And the phone number is shared with the provider and if I lose my phone number it can be a serious pain to recover stuff quickly. Signal, telegram and WhatsApp are abomignities. Matrix doesn't tie accounts to cellular numbers (God we still are in a world where those cellular are a requirement to sign up to most things). The matrix network is as transparent as it can be, Element is a decent client that runs on iOS, Android and a Web browser.
Element is such a good alternative that the app store appears to be stubly demoting it in the search result, and never seem to show it as a related messaging client. Strange world we live in.
Edit: furthermore, Matrix tech both for the server and clients is entirely open source, and one can spin up its own network.
Also, 1) you generally don't need end-to-end encryption with people you're afraid to share your phone number to, and 2) Signal is already working on usernames.
What I don't want is everyone in the school parents group to know my personal phone number thank you very much.
I don't care if the chat is encrypted or not, if some malicious actor intercepts our plans for the bake-sale I think we can live with the consequences.
Also like 95% of my Telegram group chats moved over from IRC, which also had zero encryption. What we wanted was feature parity (moderation and bots).
> What I don't want is everyone in the school parents group to know my personal phone number thank you very much.
The usernames are in the works.
>I don't care if the chat is encrypted or not, if some malicious actor intercepts our plans for the bake-sale I think we can live with the consequences.
Perhaps double check which historical figure said "you have nothing to fear if you have nothing to hide".
Sure, you have nothing to hide, but don't expect others to not have anything to hide either. And realize when you're only reachable over Telegram, that forces other people to reach you over Telegram.
>What we wanted was feature parity (moderation and bots).

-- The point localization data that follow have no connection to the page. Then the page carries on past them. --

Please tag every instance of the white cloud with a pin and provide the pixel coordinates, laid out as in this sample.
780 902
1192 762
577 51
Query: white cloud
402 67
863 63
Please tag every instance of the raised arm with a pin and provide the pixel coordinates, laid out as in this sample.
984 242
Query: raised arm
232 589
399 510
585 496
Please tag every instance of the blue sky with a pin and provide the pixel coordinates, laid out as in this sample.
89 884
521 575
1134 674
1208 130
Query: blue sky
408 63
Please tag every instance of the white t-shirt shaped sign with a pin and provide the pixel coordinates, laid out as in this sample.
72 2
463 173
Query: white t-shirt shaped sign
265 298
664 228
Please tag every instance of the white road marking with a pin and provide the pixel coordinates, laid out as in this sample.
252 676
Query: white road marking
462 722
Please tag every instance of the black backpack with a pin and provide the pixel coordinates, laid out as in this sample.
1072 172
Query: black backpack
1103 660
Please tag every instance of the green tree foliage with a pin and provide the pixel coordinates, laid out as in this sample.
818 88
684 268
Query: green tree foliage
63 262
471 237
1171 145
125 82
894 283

That's totally understandable, apps like Signal do support both however. The way I see it, is Telegram's TLS equivalent group encryption is like upgrading your 1988 IRC to 1995 Telegram. That's how old client-server encryption is. E2EE for 1:1 IMs are introduced by OTR in 2004, and roughly 2013, we get E2EE group chats with Signal.
>> What we wanted was feature parity (moderation and bots).
> That's totally understandable, apps like Signal do support both however.
Does Signal have a bot API, where? Like an API specifically to create utility bots for Signal, not a client API that can be used/exploited to create bot-like users?
But what's different is that Telegram doesn't share your phone number to everyone on the same group chat.